Today, the company offers treats like “Tahitian Vanilla and Honey Caramels,” “Single Malt Scotch Cordials,” and “Bubbly Bears.”

The company sells their products online and out of their five brick-and-mortar stores.

Named to Fast Company’s “Most Creative People in Business” list, Rosie and Josh plan to open another five to seven U.S. stores by Christmas, following an online-to-retail path followed by other startups like Bonobos and Warby Parker. They are specifically homing in on the New York City market, and plan to reach close to 120 employees by year’s end.

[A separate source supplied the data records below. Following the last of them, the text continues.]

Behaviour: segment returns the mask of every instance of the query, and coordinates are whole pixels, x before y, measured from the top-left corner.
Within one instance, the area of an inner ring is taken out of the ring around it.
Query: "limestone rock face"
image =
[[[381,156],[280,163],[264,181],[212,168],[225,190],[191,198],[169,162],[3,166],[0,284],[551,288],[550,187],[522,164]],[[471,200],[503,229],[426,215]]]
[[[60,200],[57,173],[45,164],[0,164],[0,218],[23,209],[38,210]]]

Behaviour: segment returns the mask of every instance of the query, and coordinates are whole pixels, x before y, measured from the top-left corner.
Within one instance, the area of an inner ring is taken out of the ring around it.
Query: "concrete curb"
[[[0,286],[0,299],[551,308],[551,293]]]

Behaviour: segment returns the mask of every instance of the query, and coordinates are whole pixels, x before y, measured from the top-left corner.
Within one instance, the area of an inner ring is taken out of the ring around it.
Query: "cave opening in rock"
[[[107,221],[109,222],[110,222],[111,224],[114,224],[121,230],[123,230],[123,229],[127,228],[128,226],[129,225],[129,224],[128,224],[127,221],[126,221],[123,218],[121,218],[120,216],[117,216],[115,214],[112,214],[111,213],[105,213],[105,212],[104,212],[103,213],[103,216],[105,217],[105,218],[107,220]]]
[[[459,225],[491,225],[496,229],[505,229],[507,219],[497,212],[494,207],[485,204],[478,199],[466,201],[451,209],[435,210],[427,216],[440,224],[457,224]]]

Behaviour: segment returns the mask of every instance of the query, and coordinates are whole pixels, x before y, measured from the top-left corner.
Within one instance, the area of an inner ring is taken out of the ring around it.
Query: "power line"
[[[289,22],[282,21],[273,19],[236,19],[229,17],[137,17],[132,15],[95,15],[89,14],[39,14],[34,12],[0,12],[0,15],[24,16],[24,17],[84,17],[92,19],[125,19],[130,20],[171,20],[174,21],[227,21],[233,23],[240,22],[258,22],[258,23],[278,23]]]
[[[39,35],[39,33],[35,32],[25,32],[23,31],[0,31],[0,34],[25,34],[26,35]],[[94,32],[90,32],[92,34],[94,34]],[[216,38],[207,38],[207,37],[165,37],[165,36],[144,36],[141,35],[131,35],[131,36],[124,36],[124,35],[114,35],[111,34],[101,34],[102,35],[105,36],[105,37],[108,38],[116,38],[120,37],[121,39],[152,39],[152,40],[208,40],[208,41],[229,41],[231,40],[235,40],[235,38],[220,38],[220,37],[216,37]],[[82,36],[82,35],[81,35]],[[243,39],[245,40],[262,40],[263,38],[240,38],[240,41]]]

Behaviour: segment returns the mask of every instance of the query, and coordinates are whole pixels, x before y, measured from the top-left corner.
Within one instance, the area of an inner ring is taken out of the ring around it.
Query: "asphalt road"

“We get a tremendous amount of interest from people who want to open Sugarfina stores internationally,” O’Neill adds. “We’re not quite ready for that yet, but I think in a few years, we will be. I could see us having beautiful little boutiques everywhere from Mexico City to Hong Kong to Dubai. There’s a lot of potential.”

For now, the two are slowly scaling back and trying to return their personal lives to a sense of normalcy with semi-normal hours, actual date nights (they set aside Wednesday night and come prepared with topics to discuss, like time travel, to force themselves from discussing work), and spending more time with Resnick’s three children from a previous marriage. They’ve been engaged for two years.

Ask Rosie when the wedding will be, and it’s clear this perfectionist and visual guru is not rushing into anything.

“That’s everyone’s question! Being totally honest, I think it’ll be at least a few more years. We love being in the details, so I actually really want to plan the wedding … and have the time to do it right.”